Ideally StatefulSet does help a bit. Such as with StatefulSet you have DNS and
hostname like service0.namespace etc. And you can change StatefulManifest
without updating the pod. Pod only get updates when we deleted it(OnDelete
updating policy) or rolling update with staging parition which mimick real
server behaviour where we can pause/restart process on a server.

However, what I realized is resource scheduling and EBS volume.

1\. Soon I realized the node run db pod should only run db and I make a
dedicated node pool for it.

When this occurs, It feels like eventually I'm provisioning a server to run
this workload.

2\. EBS volume cannot mount to other zone. So it really annoying when I kill a
pod and it cannot start because the volume cannot attach to node in other
zone.

And when we need to upgrade Kubernetes itself in an immutable way, mean kill
old node and bring up new node. It's a pain to control that process carefully
to avoid casscade node re-balancing/replication.

More over, the ability to easily goes in server and edit/tweak config is lost
with K8S. We have to use ConfigMap, some trick of init container, entry point
script to generate custom configuration file etc.

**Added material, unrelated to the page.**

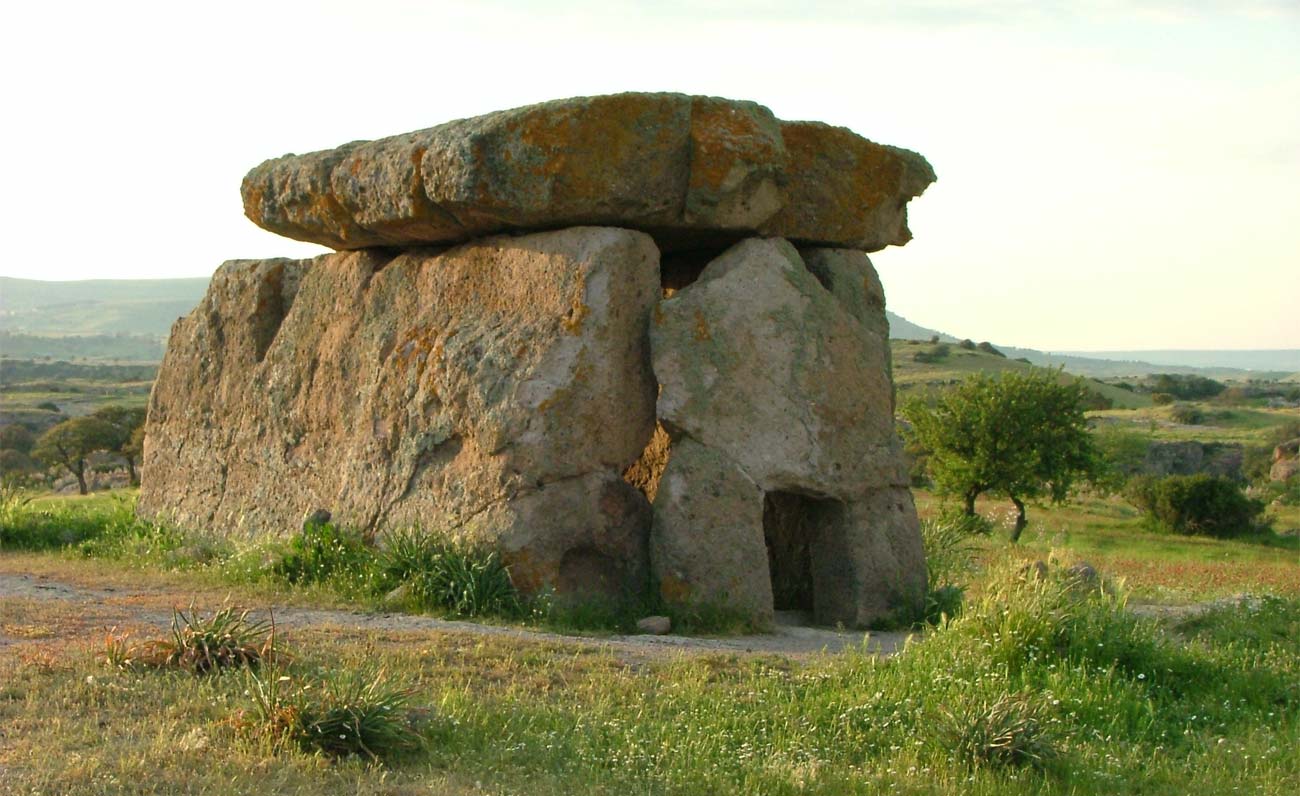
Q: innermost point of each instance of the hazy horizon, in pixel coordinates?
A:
(1113, 178)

An example is broker id in case of kafka or slave-id in case of MySQL. In
other words, I feel like running stateful service on K8S is no longer a joy.

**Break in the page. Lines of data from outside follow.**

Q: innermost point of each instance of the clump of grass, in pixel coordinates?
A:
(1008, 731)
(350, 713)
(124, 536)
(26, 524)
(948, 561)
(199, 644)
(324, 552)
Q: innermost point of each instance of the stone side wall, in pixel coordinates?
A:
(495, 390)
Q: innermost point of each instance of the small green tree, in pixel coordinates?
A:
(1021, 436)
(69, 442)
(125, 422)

Once I move these stateful service out of K8S, suddenly everything is so
smooth. Running and upgrading K8S itself become a walk in the part.

Also, on AWS, when you have a large amount of server, the chance that you got
AWS notification about node replacement/rebooting (old hardware, host
migration) is very frequent. Dealing with these when all of node have stateful
service running on is not easy.

------
solatic
So it seems like their TL:DR is: 1) Either go with a prebuilt solution like
Citus, or be prepared to build an external service locator that allows a human
to define the leader so that a human admin can manually trigger the failover;
2) Don't forget that it's a DB and it needs fast storage; 3) Nothing is new
under the sun and you need to beware leaky abstractions.

This doesn't seem to me like a reason not to run PG on K8s?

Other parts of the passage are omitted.